Read Old Man Scanlon

Post-mortem: Five Small Collations

25 August 2018

After lunch on Saturday Tracy calls, sobbing. I finally understand her. “Tell my mother Mike died.” I do. By the time Cheryl gets home from work at suppertime she and Tracy have talked at length. Small house salad with Buffalo chicken, small Greek salad.There’s a text from Jeff. “No more fighting his demons, he’s at peace.” We raise our glasses: to his successful passage.

He was a wreck—yet death is always a shock; nobody was surprised until he actually died. It takes hours and days for reality to coalesce. We’re in the limbo where death barely registers. We’re unable to grasp it, let alone accept it.

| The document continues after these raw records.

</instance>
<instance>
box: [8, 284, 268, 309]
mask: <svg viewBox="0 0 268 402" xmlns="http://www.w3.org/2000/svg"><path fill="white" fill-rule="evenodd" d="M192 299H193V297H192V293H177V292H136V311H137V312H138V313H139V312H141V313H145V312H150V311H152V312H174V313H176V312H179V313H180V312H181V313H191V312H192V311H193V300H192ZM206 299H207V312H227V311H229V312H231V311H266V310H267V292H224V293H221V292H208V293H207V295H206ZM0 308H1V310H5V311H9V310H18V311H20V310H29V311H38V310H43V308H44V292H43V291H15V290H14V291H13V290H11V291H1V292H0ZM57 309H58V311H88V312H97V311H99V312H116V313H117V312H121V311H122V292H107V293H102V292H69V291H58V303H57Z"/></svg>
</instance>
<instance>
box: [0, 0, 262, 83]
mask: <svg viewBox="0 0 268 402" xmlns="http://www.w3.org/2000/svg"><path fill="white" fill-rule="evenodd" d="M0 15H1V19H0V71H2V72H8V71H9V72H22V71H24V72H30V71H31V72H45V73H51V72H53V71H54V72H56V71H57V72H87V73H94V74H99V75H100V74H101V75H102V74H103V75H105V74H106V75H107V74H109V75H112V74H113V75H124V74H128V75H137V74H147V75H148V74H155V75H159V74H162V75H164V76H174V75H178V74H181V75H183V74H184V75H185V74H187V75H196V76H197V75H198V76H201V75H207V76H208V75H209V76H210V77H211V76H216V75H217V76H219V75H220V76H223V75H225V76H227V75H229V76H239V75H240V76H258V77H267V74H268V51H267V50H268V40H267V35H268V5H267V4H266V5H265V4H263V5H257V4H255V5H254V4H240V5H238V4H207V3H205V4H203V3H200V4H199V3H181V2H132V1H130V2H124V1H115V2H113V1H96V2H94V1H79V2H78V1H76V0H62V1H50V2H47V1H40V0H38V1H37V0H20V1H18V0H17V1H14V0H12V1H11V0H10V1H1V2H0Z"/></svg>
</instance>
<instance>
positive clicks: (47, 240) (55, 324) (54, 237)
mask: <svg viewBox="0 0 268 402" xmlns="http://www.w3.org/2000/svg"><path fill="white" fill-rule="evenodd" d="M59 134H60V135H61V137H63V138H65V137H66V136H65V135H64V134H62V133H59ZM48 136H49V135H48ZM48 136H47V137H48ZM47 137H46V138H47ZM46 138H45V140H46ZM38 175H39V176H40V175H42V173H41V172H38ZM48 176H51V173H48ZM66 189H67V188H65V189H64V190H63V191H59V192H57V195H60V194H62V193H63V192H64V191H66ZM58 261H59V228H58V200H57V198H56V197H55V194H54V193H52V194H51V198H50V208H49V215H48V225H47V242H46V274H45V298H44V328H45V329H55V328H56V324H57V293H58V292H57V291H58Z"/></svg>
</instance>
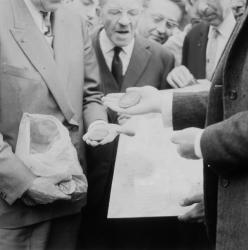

Sunday noon at the family restaurant, poached eggs Caprese, broccoli and cheese omelet. We’re at two tables, Mark is working behind the counter, Tracy’s in the kitchen. Maura says, “He chose this. He did.” A couple of hours’ respite, and then Cheryl, Cindy, and I take Marilyn to an early bird special to break the news. Calamari, raspberry salads, Caesar salad, hold the anchovies, chicken parmesan. Meal over, recapping the grim day, Marilyn reaches for an equivalent tragedy, begins to fumble, and settles for Cindy’s equine tenant moving out. On the way out we order seafood pasta with white clam sauce to go. Cheryl and I bring it to Jeff’s for our granddaughters’ supper, augmenting it with leftover salads and Irish soda bread. Jeff has been named executor and we speculate a little on how things will go. With helles lagers Jeff and I toast—again—a successful passage.

Later in the week, another gathering, and the funeral arrangements are close to being final. Salad, ziti with meatballs, ziti and chicken Alfredo, Coors Light. At long last, Mark asks, “What would he have wanted?”

Not much glory accrues to those who fight demons. Who can judge what is an acceptable level of pain to bear? As they say, no man is an island—in a demon-fight the carnage is not limited to the principals. Collateral damage is the order of the day; the shrapnel and brimstone don’t spare the bystanders. It has been instructive in the last few days to appreciate how his public and family lives diverged.

All the defensive black humor and honest harshness, so therapeutic to us over the last couple years, comes home to roost as guilt and regret, a little appalling in the moment. But they will regain their usefulness as time passes. There is no need to coin an insanely clever way of saying “He’s in a better place” or “He wanted it this way” or “He’s finally at peace.” All the time-honored platitudes surface, though the thing is, they are true and, better, they feel true. Their utter familiarity gives them heft and value.

With his unsparing critical wit Mike could deliver both cuts and blunt-force trauma. He was intimidating in silence as well as speech. As the years passed I learned for the most part to let the waves of intimidation roll over and around me. It helped, over the past couple of decades, to have our grandchildren in common. Our grandson thinks Mike would be amused that I’m writing about him, but I’m still waiting for a sign.